Business

Questions about the ‘GM model’

What do you think President Obama would have to say about a huge American company that earned a whopping $7.6 billion last year and didn’t pay a penny in taxes to Uncle Sam?

What would the president say on the stump if he could single this company out as an evil outsourcer, since nearly two-thirds of its employees work overseas?

What if this company was sitting on $30 billion in cash and securities, rather than using that money to hire US workers?

What if, instead of paying taxes, this company gave out more than $300 million last year in bonuses?

Surely such a company would be made an example of before the American electorate, right?

No. In fact, dead wrong.

That company is General Motors, and it has remarkably become the centerpiece of the Obama pitch for a second term.

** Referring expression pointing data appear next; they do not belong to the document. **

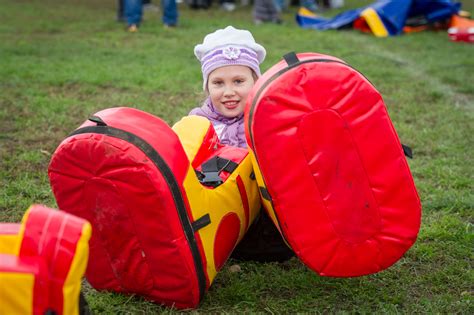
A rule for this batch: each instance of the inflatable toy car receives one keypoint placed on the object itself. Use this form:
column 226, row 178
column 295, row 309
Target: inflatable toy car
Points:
column 330, row 166
column 42, row 261
column 167, row 207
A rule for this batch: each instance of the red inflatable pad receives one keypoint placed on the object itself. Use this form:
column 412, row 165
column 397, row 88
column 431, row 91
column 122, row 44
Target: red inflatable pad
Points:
column 330, row 165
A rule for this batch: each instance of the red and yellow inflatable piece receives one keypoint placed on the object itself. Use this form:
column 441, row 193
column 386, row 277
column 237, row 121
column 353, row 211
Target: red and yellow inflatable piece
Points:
column 159, row 231
column 42, row 261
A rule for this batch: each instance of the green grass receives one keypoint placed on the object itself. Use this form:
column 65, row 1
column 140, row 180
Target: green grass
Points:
column 61, row 61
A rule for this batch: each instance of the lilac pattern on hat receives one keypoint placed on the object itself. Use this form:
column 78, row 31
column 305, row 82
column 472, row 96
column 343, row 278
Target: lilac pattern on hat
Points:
column 227, row 47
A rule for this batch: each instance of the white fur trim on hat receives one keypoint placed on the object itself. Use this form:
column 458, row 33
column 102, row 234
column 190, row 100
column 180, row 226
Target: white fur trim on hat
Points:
column 229, row 46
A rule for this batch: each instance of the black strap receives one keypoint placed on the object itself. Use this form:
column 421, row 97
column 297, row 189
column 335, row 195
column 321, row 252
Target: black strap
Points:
column 203, row 221
column 408, row 151
column 218, row 164
column 209, row 176
column 264, row 193
column 291, row 58
column 97, row 120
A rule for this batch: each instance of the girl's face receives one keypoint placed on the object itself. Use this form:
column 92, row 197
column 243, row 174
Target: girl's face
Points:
column 229, row 87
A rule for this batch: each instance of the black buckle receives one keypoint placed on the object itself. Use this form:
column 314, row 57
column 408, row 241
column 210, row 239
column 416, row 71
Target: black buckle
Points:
column 211, row 179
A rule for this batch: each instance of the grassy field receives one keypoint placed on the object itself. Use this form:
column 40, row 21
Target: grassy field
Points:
column 61, row 61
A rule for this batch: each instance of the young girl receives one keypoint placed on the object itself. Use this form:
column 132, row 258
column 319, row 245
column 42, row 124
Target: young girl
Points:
column 230, row 60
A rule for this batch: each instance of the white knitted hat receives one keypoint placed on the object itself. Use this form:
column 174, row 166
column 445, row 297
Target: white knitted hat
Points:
column 226, row 47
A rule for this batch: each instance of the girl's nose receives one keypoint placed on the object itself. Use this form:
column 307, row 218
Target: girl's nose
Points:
column 229, row 91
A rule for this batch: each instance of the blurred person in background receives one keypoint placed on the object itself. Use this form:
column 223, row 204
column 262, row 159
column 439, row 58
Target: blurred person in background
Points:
column 131, row 12
column 266, row 11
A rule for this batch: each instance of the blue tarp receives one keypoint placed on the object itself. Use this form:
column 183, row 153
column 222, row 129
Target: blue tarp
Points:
column 393, row 14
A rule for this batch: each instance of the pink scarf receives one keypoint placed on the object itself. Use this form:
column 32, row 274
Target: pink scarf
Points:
column 233, row 133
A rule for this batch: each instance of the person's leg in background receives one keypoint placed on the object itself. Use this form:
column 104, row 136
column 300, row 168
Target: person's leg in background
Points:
column 133, row 13
column 170, row 13
column 120, row 11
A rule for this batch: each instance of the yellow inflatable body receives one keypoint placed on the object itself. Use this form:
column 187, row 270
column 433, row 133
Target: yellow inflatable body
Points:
column 167, row 205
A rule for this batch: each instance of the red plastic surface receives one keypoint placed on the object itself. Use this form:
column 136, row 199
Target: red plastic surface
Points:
column 138, row 244
column 333, row 166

How so? Well, here’s the Obama economic plan as outlined last week in a Colorado speech: “I believe in American workers,” Obama told the crowd. “. . . And now the American auto industry has come roaring back, and GM is number 1 again. . . . I want to do the same thing with manufacturing jobs — not just in the auto industry, but in every industry.”

Really? If GM were truly so successful why are it and its finance arm (once GMAC, but now known as Ally) two ot the few companies that haven’t fully paid back their billions in TARP loans?

Why has its stock fallen 38 percent since its vaunted return in late 2010, while the S&P 500 has risen by about 8 percent? Why is GM losing market share this year while its Japanese competitors and even Chrysler (you know, the one the Obama administration let be sold to an Italian company) are actually the ones “roaring back”?

Yet GM is the template on which Obama wants to model the future of our economy — in “every industry.”

Looked through that prism, it’s easy to understand why Team Obama thinks GM does indeed make the perfect engine — an engine that takes billions from the taxpayers and redistributes it to tens of thousands of union employees.

As GM goes, so goes the nation? That’s the Obama mantra. What we desperately need is a president who forgets that old saw and tries to replicate the remarkable success of companies such as Apple instead.